Gastgeber Brasilien auf Rang vier
Rojos Arbeitspensum auf der linken Flanke wird durch seine 14,089 zurückgelegten Kilometer im Endspiel untermauert – ein Wert, der im argentinischen Lager nur von Lucas Biglia übertroffen wurde. In den sieben Spielen der Argentinier eroberte er mehr Bälle als jeder andere Spieler in der Elf von Alejandro Sabella (46) und sorgte mit seinem hervorragenden Passspiel und seinen Flanken in den Strafraum auch in der Offensive stets für Gefahr. Kapitän Messi, der am Ende mit dem Goldenen Ball von adidas ausgezeichnet wurde, landete im Index auf Rang elf. Der Barcelona-Legionär erzielte seine vier Tore jedoch allesamt in der Gruppenphase und konnte sich in den letzten beiden Partien nicht wie gewünscht in Szene setzen.

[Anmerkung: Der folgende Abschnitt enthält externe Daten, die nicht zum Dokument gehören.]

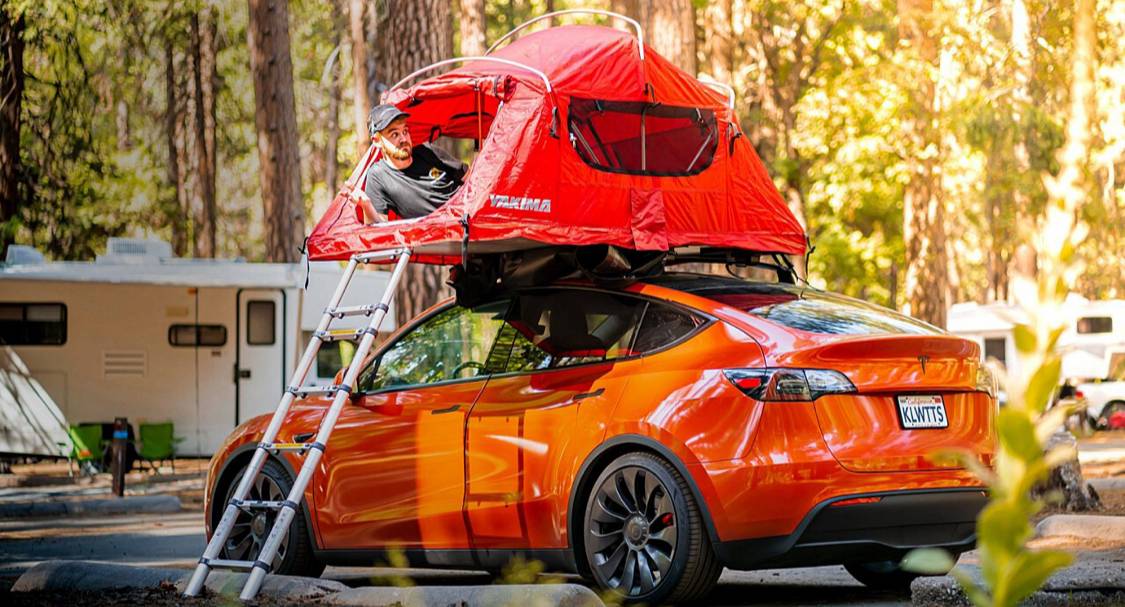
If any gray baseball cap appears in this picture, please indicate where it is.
[367,103,410,137]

Gastgeber Brasilien belegte den vierten Platz und ist mit Oscar (Siebenter) und Thiago Silva (Achter) mit zwei Spielern in den besten Zehn vertreten. Nur zwei Spieler blockten den Ball öfter als Thiago Silva (sieben), während Oscar zwei Treffer erzielte und laut Castrol-Index kurioserweise jener Spieler war, der im gesamten Turnier für die meisten Tacklings verantwortlich war.

Karim Benzema landete auf dem sechsten Platz, obwohl er mit Frankreich bereits nach dem Viertelfinale die Heimreise antreten musste. Kein anderer Spieler verzeichnete mehr Torschüsse als er (25); drei davon landeten im Netz.

Die endgültige Liste der zehn besten Spieler lautet folgendermaßen:
Toni Kroos, Deutschland (Castrol-Index 9,79); Arjen Robben, Niederlande (9,74); Stefan de Vrij, Niederlande (9,7); Mats Hummels, Deutschland (9,66); Thomas Müller, Deutschland (9,63); Karim Benzema, Frankreich (9,6); Oscar, Brasilien (9,57); Thiago Silva, Brasilien (9,54); Marcos Rojo, Argentinien (9,51); Ron Vlaar, Niederlande (9,48).